The Curaçao gaming license isn’t the easy option it used to be. The LOK changed the rules, the CGA is enforcing them, and operators who aren’t managing their compliance obligations are going to find themselves in a very difficult position. Some already have.

The CGA is getting better. The chaos of 2024 is behind us. The portal works. The team knows what they are doing. Well-prepared operators with solid documentation are getting through in reasonable timelines. A CGA license in 2026 carries more commercial weight than a Curaçao sub-license ever did. Banks, PSPs, and players treat it differently.

LicenseGentlemen has been in this since day one. Over 500 licenses have been issued across Curaçao, Anjouan, and other jurisdictions. We’ve lodged objections and won. We’ve helped operators figure out when Curaçao is worth the cost and when a leaner alternative makes more sense.

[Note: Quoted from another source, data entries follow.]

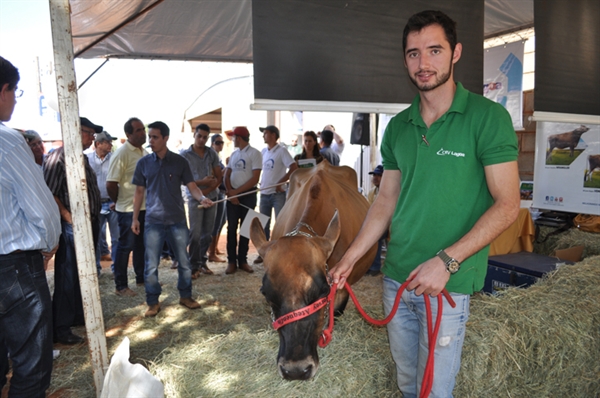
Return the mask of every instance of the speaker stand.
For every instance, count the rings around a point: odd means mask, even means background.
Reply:
[[[364,151],[364,148],[361,145],[360,146],[360,173],[359,173],[359,175],[360,175],[360,190],[361,191],[364,191],[364,187],[363,187],[363,157],[364,157],[363,155],[364,155],[364,152],[363,151]],[[364,192],[362,192],[362,193],[364,194]]]

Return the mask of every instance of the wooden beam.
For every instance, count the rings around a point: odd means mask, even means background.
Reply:
[[[95,247],[89,213],[83,147],[81,145],[79,103],[75,69],[69,0],[49,0],[54,47],[56,91],[60,110],[67,187],[73,217],[73,238],[83,298],[85,328],[88,338],[96,394],[100,396],[108,368],[104,319],[96,271]]]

If you want to know exactly where you stand, whether that’s a new application, a renewal, an AML review, or a jurisdiction comparison, book a free consultation. Let’s figure it out together.

Frequently Asked Questions

The old GCB name belongs purely to the transitional phase of the reform. In 2026, the active Curacao gaming regulator is the CGA. All modern applications, regulatory updates, and corporate renewals route exclusively through the centralized CGA license system rather than a legacy GCB license 2026 pipeline.